Beer is often made from barley malt, water, hops and yeast and so is often suitable for vegans and vegetarians. Some beer brewers add finings to clarify the beer when racking into a barrel. Finings can include plant-derived products, like Irish moss, or animal-derived products, like isinglass and gelatin.

Most breweries do not reveal if they do or do not use animal products in the processing of their beers; some exceptions are Samuel Smith, Heineken, Harp Lager, Anheuser-Busch, the Marble Brewery in Manchester, the Black Isle Brewery, and Black Sheep Brewery, all of whom have declared they make vegetarian and/or vegan beer.

==Ingredients and additives unsuitable for vegetarians and vegans==

===Finings===
The British writer Roger Protz says that beer glassware only became popular in the 19th century, and that British cask ale is traditionally served unfiltered.

Most beer is filtered without the need for animal products, and so remains vegetarian; however British cask ale producers do not filter the beer at the end of the production process. When beer is left unfiltered, the yeast that fermented the wort, and turned the sugar in the barley into alcohol, remains in suspension in the liquid. The yeast that remains suspended in the beer creates a cloudy appearance, and can have a yeasty flavour. Finings are used to clear the beer of yeast - there are a variety of agents used as finings, including silicon dioxide, gelatin, polyclar, and isinglass.

Isinglass is the most common fining used to clear cask ale. Isinglass is produced from the swim bladders of fish, usually sturgeon, though also those in the polynemidae, sciaenidae and siluridae families; as it is an animal product, cask ale cleared with isinglass is not considered vegetarian.

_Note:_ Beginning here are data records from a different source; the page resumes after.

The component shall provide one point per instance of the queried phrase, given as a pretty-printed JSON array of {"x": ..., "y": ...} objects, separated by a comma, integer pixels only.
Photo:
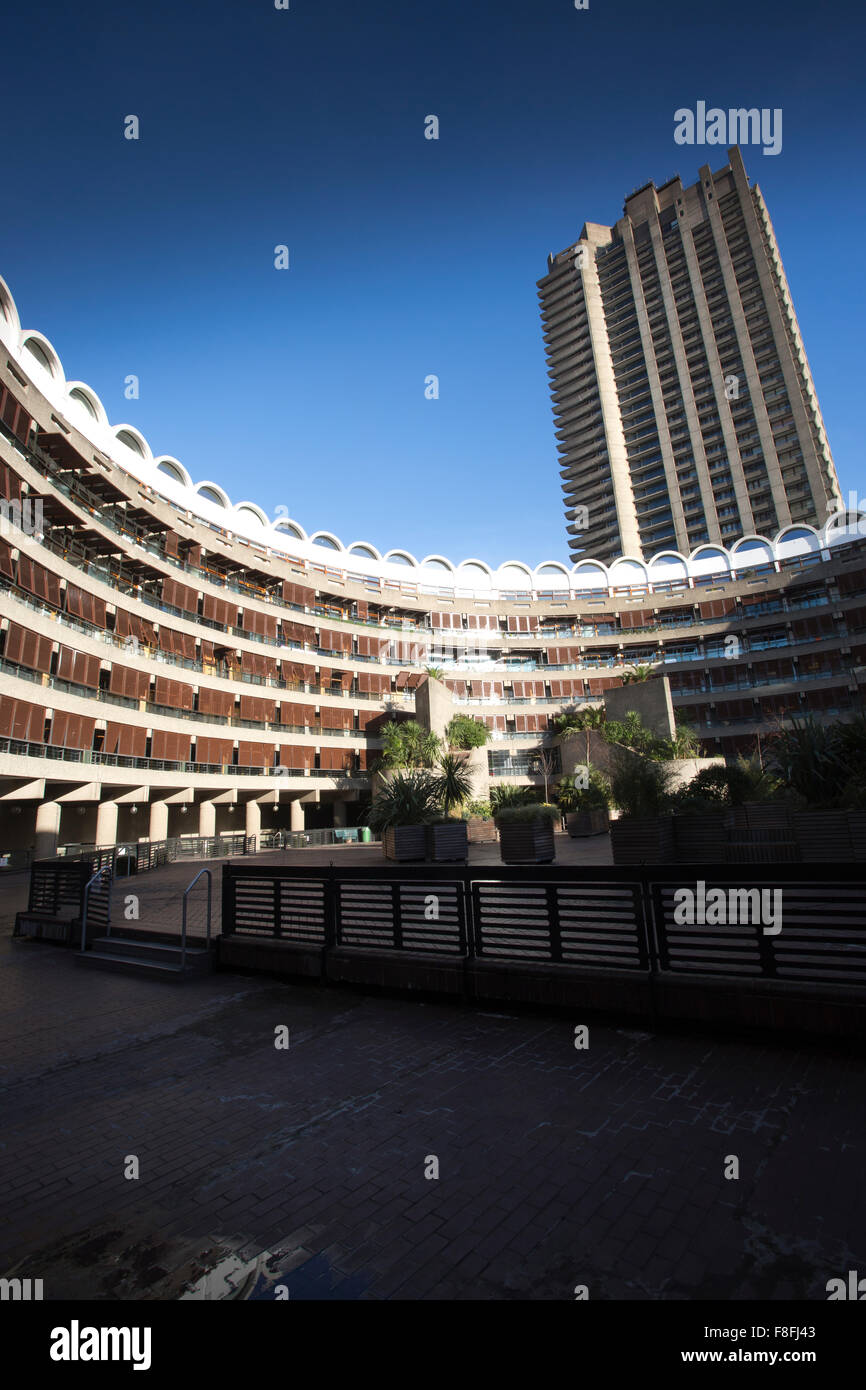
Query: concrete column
[
  {"x": 47, "y": 830},
  {"x": 253, "y": 818},
  {"x": 159, "y": 820},
  {"x": 106, "y": 823}
]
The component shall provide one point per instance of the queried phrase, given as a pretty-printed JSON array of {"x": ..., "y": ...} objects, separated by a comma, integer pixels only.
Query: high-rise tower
[{"x": 683, "y": 398}]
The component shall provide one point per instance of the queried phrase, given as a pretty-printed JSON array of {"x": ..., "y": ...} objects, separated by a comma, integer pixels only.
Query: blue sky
[{"x": 305, "y": 388}]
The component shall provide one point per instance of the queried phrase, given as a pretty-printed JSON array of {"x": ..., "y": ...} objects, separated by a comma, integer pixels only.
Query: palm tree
[
  {"x": 455, "y": 784},
  {"x": 410, "y": 798}
]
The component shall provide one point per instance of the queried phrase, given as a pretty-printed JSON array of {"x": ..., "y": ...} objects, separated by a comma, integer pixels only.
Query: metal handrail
[
  {"x": 99, "y": 875},
  {"x": 188, "y": 890}
]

===Glycerol monostearate===
A brewer may also use some form of animal product in the later stages of beer processing, such as glycerol monostearate, which is used to create a foam or head on the finished beer.

===Honey===
Honey is added to some beers as an adjunct, for flavouring and to sweeten the beer. Though generally considered suitable for vegetarians, honey is an animal product, so is not suitable for vegans.

===Lactose===
Some beers, particularly milk stouts, contain lactose, a sugar derived from milk, and are thus not suitable for people who abstain from eating dairy products.

==Packaged beers==
Other than bottle conditioned, beers which are packaged in cans, bottles or kegs are filtered in some form, either pasteurised or cold-filtered. In general filtering does not require the use of finings, though animal finings may be used on some batches that are too hazy to be cleared easily by the regular filtering methods.

==Vegetarian breweries==
Even though many beers are vegetarian, most brewers do not reveal which beers contain animal products. Those brewers who have published this information include Bartleby's Brewery, Samuel Smith, Anheuser-Busch, MillerCoors, the Marble Brewery in Manchester, UK, the Black Isle Brewery, Little Valley Brewery, the Pitfield Brewery, Black Sheep Brewery. the Epic Brewing Company, and Broken Compass Brewing Company.

Guinness opened a new filtration plant in 2016 that made their beer vegan-friendly which was expanded in 2017 to include all Guinness (i.e. all draught, bottle and can forms).